Kalau pada point sebelumnya dibeberkan tentang kehidupan isteri dari isteri mujahid, maka pada point ini dibicarakan tentang isteri yang mujahidah dalam artian wanita itupun benar-benar terlibat dan terjun langsung dalam kancah perjuangan sebagaimana halnya suaminya (mujahidah isteri mujahid).

Seorang mujahidah bukan sekedar mendampingi suaminya yang mujahid saja, namun dia sendiri adalah pejuang Islam, sama seperti suaminya! Mereka bahu membahu dengan suami menunaikan tugas di medan jihad. Isteri yang begini sama berdayung dengan suaminya dalam melayarkan bahtera rumah tangga, juga sama berdayung dengan suaminya dalam melayarkan bahtera perjuangan.

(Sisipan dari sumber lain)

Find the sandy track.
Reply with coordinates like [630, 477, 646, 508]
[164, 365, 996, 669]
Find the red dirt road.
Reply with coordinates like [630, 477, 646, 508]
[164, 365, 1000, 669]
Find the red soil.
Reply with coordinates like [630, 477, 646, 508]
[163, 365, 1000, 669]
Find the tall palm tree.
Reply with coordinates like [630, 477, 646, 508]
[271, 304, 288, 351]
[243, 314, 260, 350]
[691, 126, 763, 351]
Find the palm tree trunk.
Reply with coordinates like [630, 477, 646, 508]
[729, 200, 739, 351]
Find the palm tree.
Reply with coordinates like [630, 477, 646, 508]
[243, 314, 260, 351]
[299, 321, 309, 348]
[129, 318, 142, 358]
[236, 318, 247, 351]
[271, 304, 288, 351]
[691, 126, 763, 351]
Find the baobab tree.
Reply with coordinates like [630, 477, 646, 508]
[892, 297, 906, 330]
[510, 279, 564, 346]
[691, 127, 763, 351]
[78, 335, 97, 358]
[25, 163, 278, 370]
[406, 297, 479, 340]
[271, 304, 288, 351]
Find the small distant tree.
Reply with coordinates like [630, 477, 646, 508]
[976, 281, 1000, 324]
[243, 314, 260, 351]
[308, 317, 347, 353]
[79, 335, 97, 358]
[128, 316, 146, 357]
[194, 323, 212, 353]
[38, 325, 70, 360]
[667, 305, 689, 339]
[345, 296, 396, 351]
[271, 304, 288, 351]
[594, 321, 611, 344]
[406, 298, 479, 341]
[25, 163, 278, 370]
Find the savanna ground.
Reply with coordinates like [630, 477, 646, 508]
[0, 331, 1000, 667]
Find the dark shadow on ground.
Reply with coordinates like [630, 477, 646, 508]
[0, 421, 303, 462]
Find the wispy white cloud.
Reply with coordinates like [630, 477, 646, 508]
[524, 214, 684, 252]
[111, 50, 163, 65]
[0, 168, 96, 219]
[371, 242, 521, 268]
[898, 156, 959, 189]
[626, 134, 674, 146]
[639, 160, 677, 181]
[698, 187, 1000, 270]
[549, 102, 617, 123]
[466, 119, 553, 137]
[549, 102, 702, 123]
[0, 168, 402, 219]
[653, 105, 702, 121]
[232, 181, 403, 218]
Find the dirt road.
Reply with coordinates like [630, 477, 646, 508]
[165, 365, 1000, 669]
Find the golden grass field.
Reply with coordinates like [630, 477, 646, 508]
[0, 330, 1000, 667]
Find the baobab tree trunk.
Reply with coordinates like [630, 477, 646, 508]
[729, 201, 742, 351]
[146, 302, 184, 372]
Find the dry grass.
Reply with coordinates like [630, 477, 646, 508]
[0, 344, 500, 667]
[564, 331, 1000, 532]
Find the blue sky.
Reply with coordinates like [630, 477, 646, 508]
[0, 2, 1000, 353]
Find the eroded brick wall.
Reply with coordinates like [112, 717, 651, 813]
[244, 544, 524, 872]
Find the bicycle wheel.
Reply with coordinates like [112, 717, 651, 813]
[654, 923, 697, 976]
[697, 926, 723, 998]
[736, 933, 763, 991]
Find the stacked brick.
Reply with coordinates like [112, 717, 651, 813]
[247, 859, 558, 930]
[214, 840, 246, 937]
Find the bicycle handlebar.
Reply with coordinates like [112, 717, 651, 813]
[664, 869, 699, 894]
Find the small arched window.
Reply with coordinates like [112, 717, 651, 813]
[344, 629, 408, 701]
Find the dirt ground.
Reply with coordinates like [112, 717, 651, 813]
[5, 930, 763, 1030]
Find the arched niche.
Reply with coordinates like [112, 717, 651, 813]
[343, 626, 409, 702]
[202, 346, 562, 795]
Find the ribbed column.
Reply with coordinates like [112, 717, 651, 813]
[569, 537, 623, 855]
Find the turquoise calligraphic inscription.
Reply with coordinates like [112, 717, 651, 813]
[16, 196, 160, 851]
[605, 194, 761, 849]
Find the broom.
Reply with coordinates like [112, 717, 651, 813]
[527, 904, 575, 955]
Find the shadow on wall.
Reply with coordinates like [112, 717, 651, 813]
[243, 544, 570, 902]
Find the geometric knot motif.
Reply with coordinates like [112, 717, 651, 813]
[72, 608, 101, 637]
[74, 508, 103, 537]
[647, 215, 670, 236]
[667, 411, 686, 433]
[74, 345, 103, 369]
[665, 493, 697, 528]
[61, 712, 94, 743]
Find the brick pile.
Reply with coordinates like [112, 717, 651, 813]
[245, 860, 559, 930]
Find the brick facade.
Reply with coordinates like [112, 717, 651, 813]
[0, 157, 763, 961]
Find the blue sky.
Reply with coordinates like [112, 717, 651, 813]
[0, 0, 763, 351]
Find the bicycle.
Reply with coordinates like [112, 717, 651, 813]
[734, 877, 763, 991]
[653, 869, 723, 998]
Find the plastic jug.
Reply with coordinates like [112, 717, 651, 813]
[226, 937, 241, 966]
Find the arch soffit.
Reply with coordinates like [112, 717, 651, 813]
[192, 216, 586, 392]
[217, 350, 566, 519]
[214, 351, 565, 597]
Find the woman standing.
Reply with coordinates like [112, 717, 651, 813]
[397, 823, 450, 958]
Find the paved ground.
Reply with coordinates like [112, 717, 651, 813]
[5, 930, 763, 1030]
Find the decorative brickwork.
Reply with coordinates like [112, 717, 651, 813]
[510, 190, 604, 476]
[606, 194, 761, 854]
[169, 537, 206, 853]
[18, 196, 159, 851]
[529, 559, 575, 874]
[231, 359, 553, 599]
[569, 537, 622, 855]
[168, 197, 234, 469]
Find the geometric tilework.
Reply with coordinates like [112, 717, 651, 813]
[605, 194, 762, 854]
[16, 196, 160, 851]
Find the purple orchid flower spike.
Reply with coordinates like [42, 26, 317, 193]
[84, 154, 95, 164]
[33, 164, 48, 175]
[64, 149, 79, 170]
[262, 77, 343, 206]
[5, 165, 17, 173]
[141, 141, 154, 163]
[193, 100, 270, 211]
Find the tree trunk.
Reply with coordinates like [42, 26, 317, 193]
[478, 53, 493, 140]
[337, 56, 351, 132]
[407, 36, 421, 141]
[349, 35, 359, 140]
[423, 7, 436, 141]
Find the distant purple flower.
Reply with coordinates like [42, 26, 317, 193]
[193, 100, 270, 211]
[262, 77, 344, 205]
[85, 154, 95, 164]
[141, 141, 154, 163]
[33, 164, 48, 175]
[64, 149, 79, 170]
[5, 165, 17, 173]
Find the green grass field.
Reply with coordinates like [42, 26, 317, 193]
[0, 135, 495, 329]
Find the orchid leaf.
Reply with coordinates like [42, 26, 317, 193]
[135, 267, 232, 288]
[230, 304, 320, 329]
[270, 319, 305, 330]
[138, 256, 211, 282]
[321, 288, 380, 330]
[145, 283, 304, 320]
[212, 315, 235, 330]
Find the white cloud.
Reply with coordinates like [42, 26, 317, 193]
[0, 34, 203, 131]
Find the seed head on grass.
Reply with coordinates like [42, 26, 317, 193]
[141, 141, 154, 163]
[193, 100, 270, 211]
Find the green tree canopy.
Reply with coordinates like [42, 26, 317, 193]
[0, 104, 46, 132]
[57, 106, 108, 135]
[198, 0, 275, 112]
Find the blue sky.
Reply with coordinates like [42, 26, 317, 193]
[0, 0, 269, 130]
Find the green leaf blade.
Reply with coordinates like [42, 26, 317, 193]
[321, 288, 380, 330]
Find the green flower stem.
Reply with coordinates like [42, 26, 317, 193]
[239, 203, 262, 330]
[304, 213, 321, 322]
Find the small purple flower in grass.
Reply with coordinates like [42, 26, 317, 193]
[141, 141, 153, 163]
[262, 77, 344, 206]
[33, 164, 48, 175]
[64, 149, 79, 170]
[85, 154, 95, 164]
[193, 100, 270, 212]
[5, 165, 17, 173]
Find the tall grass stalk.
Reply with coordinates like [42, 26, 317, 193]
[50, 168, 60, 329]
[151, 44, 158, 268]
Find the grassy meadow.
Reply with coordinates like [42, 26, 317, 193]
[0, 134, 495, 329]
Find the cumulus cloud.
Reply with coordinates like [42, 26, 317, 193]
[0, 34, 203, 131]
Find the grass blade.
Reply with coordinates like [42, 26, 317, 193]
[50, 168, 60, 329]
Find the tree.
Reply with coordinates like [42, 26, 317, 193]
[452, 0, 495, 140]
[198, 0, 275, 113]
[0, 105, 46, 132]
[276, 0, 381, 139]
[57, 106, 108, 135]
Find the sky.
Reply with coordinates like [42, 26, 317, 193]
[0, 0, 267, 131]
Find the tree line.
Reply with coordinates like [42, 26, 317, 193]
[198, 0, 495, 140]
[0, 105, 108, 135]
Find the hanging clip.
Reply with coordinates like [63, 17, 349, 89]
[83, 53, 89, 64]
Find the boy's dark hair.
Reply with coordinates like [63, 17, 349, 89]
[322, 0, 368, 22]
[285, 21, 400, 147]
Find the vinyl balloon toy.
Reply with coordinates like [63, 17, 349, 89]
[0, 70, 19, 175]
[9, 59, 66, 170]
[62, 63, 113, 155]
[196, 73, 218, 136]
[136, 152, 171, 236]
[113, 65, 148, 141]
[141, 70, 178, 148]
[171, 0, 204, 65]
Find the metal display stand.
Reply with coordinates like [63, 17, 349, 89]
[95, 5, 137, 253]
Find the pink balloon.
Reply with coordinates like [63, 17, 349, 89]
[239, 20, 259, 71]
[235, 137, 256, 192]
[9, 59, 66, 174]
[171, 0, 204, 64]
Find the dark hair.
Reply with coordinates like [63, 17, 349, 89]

Bila mereka bisa membangun saling pengertian, saling bahu membahu dalam rumah tangga, saling membagi waktu untuk semua itu. Inilah isteri yang paling harapan, bukan hanya harapan suami dan anak-anaknya, tapi harapan keseluruhan front perjuangan Islam.

Seluruh problem perjuangan yang dipikul suaminya, sang isteri mengerti pula. Hingga bila suatu saat suaminya berhalangan, maka sang isteri mampu membuatnya tidak terbengkelai, mampu menggantikan dan melanjutkan tanpa tersendat (tentu dalam batas-batas yang dibenarkan syari’at bagi wanita Islam).

Adakalanya isteri yang pejuang itu lebih hebat dan lebih tangguh dari suaminya, lihatlah seperti Jenderal Pejuang Tentara Islam di Aceh, Chut Nya Dien. Atau Nashibah tentara Islam semasa Rosululloh, resapi biograpi para wanita pejuang Islam, agar jiwa kita hidup pula karenanya.

Maka itu, isteri yang mujahidah harus tahu betul mengatur waktu untuk perjuangan, untuk mendapat tambahan nafkah, karena biaya hidup keluarga mujahid, walaupun tidak mewah relatif lebih besar daripada yang non mujahid, sebab ia pun mesti menyediakan dana sendiri untuk biaya perjuangannya, tidak hanya mengandalkan kas perjuangan.

Juga untuk pekerjaan rumah tangga seperti masak, mencuci, mengasuh anak, menata isterinya secara sepihak, sebagaimana ia turut berjuang seperti suaminya di medan jihad, maka suami yang mujahid harus terlibat pula membantu tunainya tugas sang isteri di rumahnya. Terlalu berat kalau isteri yang mujahidah tadi, disamping berjuang diluar harus pula 100 prosen menyelesaikan sendiri segala sesuatunya di rumah.

Apalagi kalau saudara perjuangan datang bertamu untuk satu keperluan, jauh malam hari dan belum makan, janganlah suami hanya menunggu atau memaksa sang isteri untuk menyiapkan makanan. Sang suami harus mampu menyiapkan dengan tak mengusik isteri yang mungkin sudah lelah di siang hari dengan tugas luangnya.

Sebab jangan lupa, bagaimanapun pada umumnya, apalagi isteri yang aktif dalam perjuangan, pekerjaannya lebih berat dan menganggap bahwa pekerjaan isteri itu lebih enteng dan tak terlalu melelahkan daripada kerja sang suaminya, jadi bukti bahwa ia sebenarnya tak begitu telaten memperhatikan keluarganya.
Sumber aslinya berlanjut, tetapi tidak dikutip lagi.